Discurso Acto Académico 36° Aniversario
10 de septiembre de 2026

De una sola pieza

Quisiera comenzar estas palabras agradeciendo en primer lugar a la profesora Dora Altbir su maravillosa clase “la revolución invisible: nanotecnología para el desarrollo de Chile”. Hemos aprendido mucho de usted esta mañana.

También quiero manifestar nuestra gran alegría por  haber entregado la Medalla de Oro a don José Miguel Ibáñez. Don José Miguel ayudó a fundar esta universidad y ha contribuido a sostener su vida intelectual durante treinta y siete años. Estuvo cuando había que decidir qué clase de universidad íbamos a ser, y después se quedó: para pensar con nosotros cada vez que apareció una pregunta difícil de responder, y para acompañar, de a uno, a los alumnos, profesores y administrativos que han pasado por aquí. Gracias, don José Miguel.

Los aniversarios tienen algo de espejo: nos devuelven, de cuerpo entero, la imagen de lo que somos. Por eso quisiera partir este discurso con una pregunta en vez de un balance. La pregunta es fácil de enunciar y difícil de responder: ¿qué es lo que mantiene unida a una universidad?

Quiero manifestar nuestra gran alegría por  haber entregado la Medalla de Oro a don José Miguel Ibáñez.
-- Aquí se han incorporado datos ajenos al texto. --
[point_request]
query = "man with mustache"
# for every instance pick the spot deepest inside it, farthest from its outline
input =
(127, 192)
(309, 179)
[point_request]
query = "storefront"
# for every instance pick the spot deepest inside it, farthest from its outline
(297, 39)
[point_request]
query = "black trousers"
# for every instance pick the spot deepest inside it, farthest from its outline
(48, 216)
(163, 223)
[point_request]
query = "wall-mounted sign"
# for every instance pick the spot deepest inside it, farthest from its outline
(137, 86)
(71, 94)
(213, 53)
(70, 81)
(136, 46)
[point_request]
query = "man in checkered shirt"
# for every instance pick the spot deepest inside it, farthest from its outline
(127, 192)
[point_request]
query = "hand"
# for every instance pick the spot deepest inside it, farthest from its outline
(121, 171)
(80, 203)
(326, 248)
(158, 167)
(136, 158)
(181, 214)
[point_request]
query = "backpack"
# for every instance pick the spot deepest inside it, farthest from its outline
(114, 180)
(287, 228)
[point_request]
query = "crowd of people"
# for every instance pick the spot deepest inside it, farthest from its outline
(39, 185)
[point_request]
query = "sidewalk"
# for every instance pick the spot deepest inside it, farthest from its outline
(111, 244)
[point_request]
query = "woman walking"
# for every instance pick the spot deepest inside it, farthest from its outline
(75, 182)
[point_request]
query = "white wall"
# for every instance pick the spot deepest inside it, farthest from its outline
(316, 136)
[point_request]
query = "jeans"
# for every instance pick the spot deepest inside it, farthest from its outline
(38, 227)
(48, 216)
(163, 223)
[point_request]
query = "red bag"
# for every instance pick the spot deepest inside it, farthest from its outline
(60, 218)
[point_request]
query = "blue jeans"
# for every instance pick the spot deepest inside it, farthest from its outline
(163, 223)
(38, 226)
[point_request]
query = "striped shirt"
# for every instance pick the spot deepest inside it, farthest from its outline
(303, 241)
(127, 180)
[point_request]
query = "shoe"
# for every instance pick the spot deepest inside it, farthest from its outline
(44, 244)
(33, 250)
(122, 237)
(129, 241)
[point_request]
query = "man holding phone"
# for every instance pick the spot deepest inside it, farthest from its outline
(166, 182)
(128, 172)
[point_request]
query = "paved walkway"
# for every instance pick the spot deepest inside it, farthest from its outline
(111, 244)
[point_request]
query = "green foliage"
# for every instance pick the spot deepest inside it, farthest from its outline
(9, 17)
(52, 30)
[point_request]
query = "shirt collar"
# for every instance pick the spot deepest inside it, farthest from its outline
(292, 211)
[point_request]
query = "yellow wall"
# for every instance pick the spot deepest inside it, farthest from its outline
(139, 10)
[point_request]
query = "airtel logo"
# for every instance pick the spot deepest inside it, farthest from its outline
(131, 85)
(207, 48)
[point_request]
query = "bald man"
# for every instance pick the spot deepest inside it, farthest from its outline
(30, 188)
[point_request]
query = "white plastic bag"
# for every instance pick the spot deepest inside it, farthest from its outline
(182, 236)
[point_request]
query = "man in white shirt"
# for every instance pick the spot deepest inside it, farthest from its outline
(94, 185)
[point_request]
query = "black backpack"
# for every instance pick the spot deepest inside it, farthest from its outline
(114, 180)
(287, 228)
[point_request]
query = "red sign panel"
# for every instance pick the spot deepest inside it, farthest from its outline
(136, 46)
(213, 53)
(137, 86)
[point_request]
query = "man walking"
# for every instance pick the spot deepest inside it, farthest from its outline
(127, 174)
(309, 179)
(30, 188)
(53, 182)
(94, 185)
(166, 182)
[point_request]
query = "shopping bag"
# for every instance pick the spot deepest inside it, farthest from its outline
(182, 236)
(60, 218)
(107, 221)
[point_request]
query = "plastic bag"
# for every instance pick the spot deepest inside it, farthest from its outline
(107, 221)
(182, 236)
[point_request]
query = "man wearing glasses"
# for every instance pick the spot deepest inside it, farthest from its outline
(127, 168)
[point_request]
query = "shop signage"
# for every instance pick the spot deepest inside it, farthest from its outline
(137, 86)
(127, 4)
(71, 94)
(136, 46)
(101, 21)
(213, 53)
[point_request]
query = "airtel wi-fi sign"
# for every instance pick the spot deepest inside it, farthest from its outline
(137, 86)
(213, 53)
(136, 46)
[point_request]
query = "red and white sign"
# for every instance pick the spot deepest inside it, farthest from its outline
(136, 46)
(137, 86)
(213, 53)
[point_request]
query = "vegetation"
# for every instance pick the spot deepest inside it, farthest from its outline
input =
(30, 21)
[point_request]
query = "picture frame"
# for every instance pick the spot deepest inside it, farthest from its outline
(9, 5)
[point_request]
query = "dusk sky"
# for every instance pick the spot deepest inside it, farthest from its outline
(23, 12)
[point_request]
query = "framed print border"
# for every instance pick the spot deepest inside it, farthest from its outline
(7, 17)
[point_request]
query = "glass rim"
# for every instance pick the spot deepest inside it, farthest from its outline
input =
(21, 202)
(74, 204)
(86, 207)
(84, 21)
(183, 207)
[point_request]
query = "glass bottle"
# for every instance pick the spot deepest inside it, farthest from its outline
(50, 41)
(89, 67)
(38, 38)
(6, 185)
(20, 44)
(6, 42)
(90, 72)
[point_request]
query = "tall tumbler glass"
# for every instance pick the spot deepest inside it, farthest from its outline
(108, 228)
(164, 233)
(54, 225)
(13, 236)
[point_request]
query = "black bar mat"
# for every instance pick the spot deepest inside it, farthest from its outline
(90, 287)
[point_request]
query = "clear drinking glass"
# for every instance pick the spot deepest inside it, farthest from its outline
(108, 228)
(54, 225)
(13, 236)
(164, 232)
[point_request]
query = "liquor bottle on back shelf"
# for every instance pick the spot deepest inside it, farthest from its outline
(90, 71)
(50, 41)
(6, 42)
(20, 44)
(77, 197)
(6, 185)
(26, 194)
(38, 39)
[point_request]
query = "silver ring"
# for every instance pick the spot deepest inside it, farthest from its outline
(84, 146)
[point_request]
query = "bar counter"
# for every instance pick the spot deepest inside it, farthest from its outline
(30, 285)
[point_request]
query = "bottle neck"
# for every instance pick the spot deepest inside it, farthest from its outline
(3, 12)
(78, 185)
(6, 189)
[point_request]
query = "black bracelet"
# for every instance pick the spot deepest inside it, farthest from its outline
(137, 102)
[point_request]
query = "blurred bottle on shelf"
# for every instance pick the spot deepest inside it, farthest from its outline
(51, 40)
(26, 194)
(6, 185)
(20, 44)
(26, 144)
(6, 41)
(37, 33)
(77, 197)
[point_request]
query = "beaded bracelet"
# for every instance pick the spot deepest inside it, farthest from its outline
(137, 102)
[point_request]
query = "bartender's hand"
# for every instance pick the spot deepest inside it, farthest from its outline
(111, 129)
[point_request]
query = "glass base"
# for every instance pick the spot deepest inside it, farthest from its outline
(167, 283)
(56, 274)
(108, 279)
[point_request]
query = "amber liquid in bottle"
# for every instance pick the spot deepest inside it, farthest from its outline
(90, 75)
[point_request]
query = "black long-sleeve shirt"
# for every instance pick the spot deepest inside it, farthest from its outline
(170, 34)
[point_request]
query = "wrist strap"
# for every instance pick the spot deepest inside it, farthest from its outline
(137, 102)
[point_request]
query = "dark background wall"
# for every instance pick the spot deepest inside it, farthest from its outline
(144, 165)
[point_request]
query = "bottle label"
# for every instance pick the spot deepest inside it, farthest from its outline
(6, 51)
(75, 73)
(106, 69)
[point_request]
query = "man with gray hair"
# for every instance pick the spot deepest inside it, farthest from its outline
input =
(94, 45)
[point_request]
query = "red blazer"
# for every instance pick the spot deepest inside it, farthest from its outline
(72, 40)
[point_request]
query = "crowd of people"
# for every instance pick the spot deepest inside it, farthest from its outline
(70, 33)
Don José Miguel ayudó a fundar esta universidad y ha contribuido a sostener su vida intelectual durante treinta y siete años

No es una pregunta retórica. Hoy se habla mucho de la desagregación de las tareas universitarias. Casi todo lo que una universidad ofrece puede conseguirse hoy por separado, y muchas veces gratis. Las explicaciones están en todas partes: cualquiera de nosotros lleva en el bolsillo más respuestas de las que podía dar una biblioteca entera hace treinta años. Hay cursos sueltos, certificados de todos los tipos, credenciales que se obtienen en semanas. Las tecnologías que están cambiando la forma de aprender y de trabajar aceleran ese movimiento cada año. Y no faltan quienes miran este paisaje y pronostican que la universidad terminará disolviéndose en sus partes, como un diario que se deshoja.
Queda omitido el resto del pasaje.